What are the uses of software programming as a skill?
When people talk about software or computer programming, they usually mention automation, building websites, creating apps, or developing software systems.
And they are all right, they are legitimate use cases of computer programming, but they only tell a part of the story.
In this post, I want to step back and look at programming from first principles.
Programming became an essential skill because of the powerful hardware devices we’ve built over the past several decades. To understand why programming matters, it helps to build a simple conceptual model of these devices.
Imagine you have a device that has the following characteristics:
- The device can take some kind of input. That input can be any kind of signal that tells the device something.
- The device can perform certain operations on the inputs.
- The device can optionally store some information.
- The device operations give an output.
The simplest device that fills this structure is a modern calculator.
A modern calculator can be visualised in the following way:
- It can take input via the buttons of the calculator.

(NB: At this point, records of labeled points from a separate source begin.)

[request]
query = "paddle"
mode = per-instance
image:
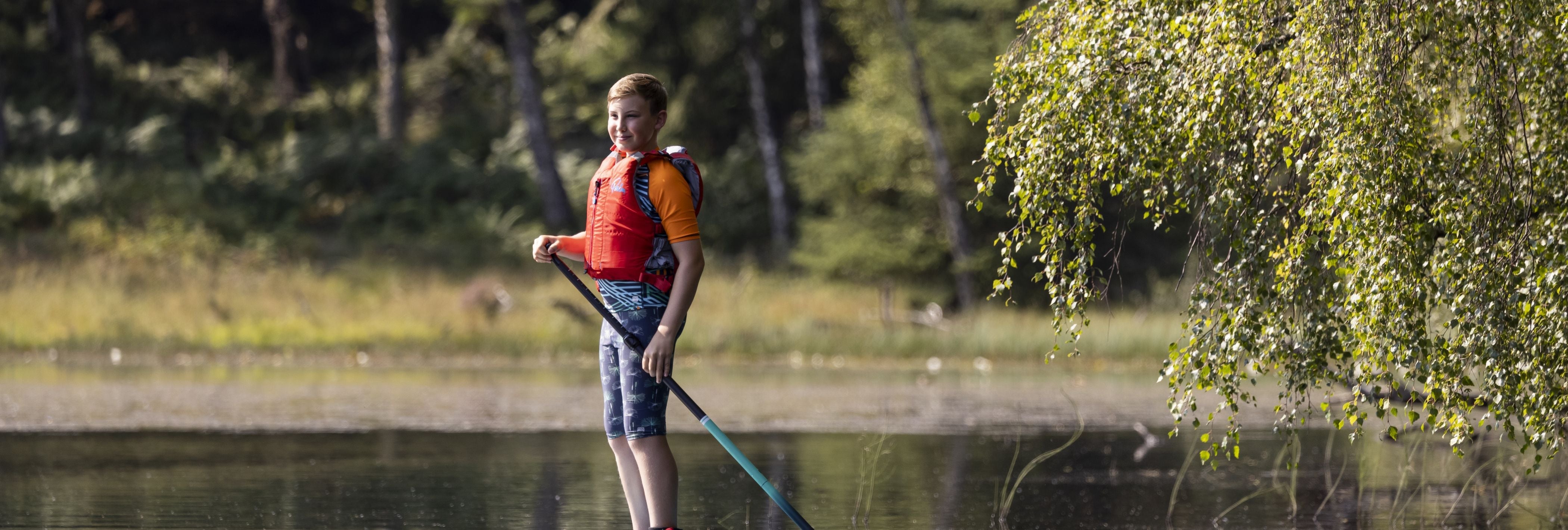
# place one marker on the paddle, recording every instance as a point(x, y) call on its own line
point(712, 429)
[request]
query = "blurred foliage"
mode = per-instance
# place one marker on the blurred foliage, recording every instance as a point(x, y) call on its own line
point(186, 126)
point(1377, 193)
point(247, 300)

- It can perform mathematical operations.
- Some calculators can also store the results of your previous calculations.
- The device gives an output on the screen.
This basic structure applies to most computing devices. They take input, process it using built-in operations, store information when necessary, and return output.
Where Does Programming Fit In?
Let’s return to the calculator example.
Today’s calculators can do far more than simple addition, subtraction, multiplication, and division. They can compute logarithms, trigonometric values, square roots, and even solve equations.
But underneath all these higher-order functions is the same foundation: the basic operations (+, –, ×, ÷). In mathematics, many advanced functions can be broken down into a series of steps using these fundamentals.
Take the square root of 10, for example. One way to compute it is through Newton’s method: start with a guess and repeatedly refine it using a formula until the value stabilizes. When you press the √ button, your calculator performs these steps automatically.
Something has instructed the calculator how to combine the basic operations to compute a square root.
That something is a program.
And the someone who designed it is a programmer.
So What Is Software Programming Really?
Software Programming essentially becomes the art of
- Understanding the operations a hardware machine can perform, and
- Organizing those operations in meaningful, structured ways to make the machine perform useful or complex tasks.
As hardware became faster and more capable, programming became even more powerful. Programmers could take simple operations and combine them to create games, run simulations, build chatbots, power websites, perform advanced mathematics, and much more.